Monday, Jul. 06, 1981
The Nation's Blue-Collar Artists
Just as Goth stonecutters who chiseled ornate facades for Europe's grand Gothic cathedrals were master craftsmen of the Middle Ages, tool-and diemakers are premier artisans of the industrial era. Instead of granite or limestone, their medium hard metal. They create the tools that can cut metal into precise patterns and the dies to mold it into complex shapes.

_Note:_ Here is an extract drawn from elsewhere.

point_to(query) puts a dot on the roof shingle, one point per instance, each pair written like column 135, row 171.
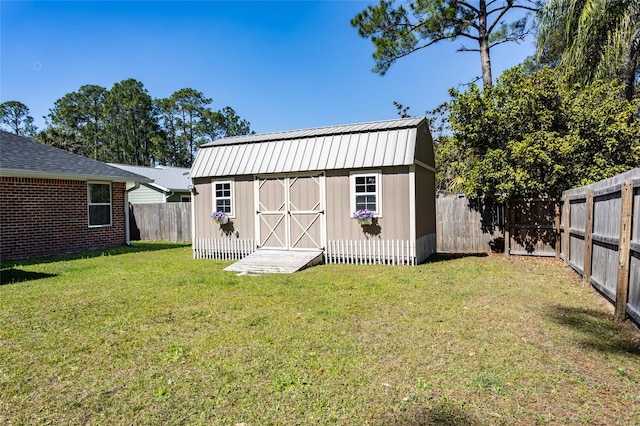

The tradition of tool-and diemaking is as old as the industrial age. Many of the earliest practitioners were blacksmiths who turned their forging talents to toolmaking. In the 18th century, craftsmen gathered in the manufacturing hubs of England, France, Germany and Sweden to fashion tools that would enable machines to produce items like clocks and locks. The trade flourished most dramatically in America. In the early 1800s, Eli Whitney helped to pioneer mass production, using standardized, interchangeable parts at his Connecticut musket factory. By the early 1900s, the toolmaker's skills enabled machines to engrave the Lord's Prayer on a sliver of metal less than one-hundredth of an inch wide.
Today's artisans can trim metal to within one ten-thousandth of an inch, using mechanical cuts more precise than the strokes of the finest brain surgeon. During a grueling four-year apprenticeship in vocational classrooms and on the shop floor, the toolmaker absorbs the principles of solid geometry and learns to think in three dimensions. He is expected to read labyrinthine blueprints as well as be aware of the exact levels of heat and pressure that will cause various metals to buckle and break.
Despite their skills, the status of the nation's 176,000 toolmakers has steadily declined in the past 30 years, as young people have sought out better-paying, less demanding jobs. Next year U.S. companies will have openings for 8,600 tool-and-die workers. If the recent past is any guide, training programs will graduate fewer than half of the craftsmen needed.